Conspiratorial Behavior Detection
While the ways in which malicious insiders can damage your organization are myriad, many of them share an important characteristic: participants know that they are doing something that they shouldn’t, and are taking steps to avoid having others find out. The good news is that such efforts at secrecy themselves leave traces. Cataphora has pioneered a variety of techniques for picking up on this.
Often, guilty parties will try to communicate without their co-workers being able to understand. They may switch to un-recorded channels, such as phone calls or face-to-face meetings. In these cases, we can often find requests to change the venue via a channel that is recorded, such as an email that says “Let’s discuss this over lunch.” In some cases, the parties will switch to a foreign language they share that is not understood by the majority of the organization. Cataphora’s text analysis software can detect which language is spoken, and can even detect where within a document a shift occurs from, say, English to German.
In both the examples above, any given data point is likely to be harmless. Perfectly benign employees meet in person or switch to their first language all the time.
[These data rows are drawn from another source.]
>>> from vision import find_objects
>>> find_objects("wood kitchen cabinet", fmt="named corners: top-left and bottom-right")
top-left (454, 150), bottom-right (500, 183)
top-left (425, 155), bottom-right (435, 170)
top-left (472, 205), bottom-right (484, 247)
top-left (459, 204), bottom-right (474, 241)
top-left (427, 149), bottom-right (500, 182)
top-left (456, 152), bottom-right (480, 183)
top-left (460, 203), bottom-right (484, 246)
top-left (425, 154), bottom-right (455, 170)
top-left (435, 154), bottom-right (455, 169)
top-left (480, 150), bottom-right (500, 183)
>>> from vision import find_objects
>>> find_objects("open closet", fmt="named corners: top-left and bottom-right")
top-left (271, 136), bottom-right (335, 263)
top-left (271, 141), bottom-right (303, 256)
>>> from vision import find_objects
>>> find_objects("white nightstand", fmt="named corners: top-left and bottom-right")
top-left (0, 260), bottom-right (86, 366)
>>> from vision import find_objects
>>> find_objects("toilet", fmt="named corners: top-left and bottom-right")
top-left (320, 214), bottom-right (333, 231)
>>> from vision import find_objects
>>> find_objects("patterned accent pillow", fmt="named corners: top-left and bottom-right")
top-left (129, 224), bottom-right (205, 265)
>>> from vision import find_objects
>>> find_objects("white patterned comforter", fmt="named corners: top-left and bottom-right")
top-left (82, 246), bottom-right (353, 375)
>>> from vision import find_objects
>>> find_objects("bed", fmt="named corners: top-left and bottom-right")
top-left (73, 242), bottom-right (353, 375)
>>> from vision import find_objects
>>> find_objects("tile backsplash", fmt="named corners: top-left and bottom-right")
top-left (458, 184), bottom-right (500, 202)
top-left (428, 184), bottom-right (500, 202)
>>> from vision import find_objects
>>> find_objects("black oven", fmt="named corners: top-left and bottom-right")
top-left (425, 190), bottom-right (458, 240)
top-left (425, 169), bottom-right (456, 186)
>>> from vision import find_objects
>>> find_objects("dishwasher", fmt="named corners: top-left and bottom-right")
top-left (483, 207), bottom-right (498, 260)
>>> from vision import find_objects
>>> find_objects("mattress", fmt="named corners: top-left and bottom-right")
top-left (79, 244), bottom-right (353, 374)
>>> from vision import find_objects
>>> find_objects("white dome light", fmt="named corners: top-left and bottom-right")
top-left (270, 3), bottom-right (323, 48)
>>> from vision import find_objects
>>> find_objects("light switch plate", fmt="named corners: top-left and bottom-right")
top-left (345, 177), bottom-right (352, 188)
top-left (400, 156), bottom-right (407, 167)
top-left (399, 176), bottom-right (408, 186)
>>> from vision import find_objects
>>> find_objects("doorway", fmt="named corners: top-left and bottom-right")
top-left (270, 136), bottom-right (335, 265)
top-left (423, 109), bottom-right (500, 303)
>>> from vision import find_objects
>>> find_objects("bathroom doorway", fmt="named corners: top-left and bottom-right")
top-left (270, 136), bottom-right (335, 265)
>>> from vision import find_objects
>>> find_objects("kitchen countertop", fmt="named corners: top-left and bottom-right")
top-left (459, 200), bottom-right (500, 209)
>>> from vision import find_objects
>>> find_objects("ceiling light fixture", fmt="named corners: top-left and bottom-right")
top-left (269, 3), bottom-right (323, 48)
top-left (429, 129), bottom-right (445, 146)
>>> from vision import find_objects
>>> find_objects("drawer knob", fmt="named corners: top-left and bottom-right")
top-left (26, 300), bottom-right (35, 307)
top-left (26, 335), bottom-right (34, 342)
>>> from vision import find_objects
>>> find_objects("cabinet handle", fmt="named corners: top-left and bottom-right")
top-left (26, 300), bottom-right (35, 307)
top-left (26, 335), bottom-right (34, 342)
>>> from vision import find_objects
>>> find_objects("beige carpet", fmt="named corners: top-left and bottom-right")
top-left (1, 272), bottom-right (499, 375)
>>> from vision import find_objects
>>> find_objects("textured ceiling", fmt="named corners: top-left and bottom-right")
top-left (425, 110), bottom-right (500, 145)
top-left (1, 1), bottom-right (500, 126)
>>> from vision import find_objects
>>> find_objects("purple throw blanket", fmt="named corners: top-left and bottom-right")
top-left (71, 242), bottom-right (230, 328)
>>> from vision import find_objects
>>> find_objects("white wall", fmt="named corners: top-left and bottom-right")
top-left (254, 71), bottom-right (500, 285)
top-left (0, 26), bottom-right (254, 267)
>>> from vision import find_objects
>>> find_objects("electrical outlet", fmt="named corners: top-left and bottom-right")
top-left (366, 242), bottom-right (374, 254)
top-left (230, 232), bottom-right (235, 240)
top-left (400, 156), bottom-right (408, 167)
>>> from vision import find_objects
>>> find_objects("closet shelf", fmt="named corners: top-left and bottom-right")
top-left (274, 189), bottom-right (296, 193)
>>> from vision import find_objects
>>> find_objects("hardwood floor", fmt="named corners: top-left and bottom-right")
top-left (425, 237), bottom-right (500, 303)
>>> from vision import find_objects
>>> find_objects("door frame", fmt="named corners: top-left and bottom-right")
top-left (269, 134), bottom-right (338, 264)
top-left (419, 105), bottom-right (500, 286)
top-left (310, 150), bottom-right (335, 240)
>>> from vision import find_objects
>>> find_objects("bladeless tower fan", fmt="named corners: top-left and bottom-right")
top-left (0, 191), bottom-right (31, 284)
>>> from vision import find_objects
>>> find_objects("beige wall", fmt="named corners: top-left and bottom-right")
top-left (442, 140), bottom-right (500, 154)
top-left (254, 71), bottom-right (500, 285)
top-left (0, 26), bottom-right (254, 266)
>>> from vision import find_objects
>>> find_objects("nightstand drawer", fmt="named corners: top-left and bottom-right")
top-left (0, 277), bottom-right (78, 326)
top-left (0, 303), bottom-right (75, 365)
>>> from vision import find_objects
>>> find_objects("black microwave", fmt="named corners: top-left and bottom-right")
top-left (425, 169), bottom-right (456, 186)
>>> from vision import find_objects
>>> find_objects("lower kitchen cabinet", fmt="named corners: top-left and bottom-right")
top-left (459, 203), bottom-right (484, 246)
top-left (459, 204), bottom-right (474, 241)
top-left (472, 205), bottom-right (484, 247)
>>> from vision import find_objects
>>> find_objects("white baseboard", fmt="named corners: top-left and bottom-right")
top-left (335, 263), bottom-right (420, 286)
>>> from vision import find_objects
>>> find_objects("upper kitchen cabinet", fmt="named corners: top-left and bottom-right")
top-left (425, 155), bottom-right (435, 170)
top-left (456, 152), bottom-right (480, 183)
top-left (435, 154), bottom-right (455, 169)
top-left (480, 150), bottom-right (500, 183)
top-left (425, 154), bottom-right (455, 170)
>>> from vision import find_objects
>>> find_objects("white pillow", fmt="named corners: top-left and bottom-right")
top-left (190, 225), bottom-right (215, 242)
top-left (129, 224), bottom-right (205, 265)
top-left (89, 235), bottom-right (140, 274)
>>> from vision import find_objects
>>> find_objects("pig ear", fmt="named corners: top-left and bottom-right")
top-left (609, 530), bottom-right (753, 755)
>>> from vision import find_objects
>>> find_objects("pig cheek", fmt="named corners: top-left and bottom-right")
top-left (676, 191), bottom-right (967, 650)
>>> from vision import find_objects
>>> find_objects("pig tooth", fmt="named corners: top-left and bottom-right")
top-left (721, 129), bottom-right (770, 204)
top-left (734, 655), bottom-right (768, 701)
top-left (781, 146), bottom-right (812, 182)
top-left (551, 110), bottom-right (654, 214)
What is important is the pattern. Individuals with a secret to keep typically change their behavior from what it previously was. They also act differently from their non-involved peers. By combining detection of switches in language and channel with analysis of workflows and organizational structure, our software makes these differences more apparent.
It is often also true that an employee who becomes aware of an investigation, or just has second thoughts, will attempt to delete incriminating communications. However, some portion of these deletions is usually detectable. Even when back-ups are not maintained, missing items show up as unresolved nodes in Discussions™ and as gaps in periodic sequences. Also, other participants in the conversation are unlikely to destroy the same items, leading to messages for which an actor is a participant but not an owner. As before, any one data point by itself shows nothing: we all delete emails, instant messages, and stand-alone documents frequently. What is important is the pattern. Cataphora has a number of ways of characterizing deleted versus retained portions of an actor’s data for comparison. Were certain periodically occurring events preferentially targeted? What about documents characterized by particular textblocks, or topics? The properties of the data that isn’t there can be quite telling.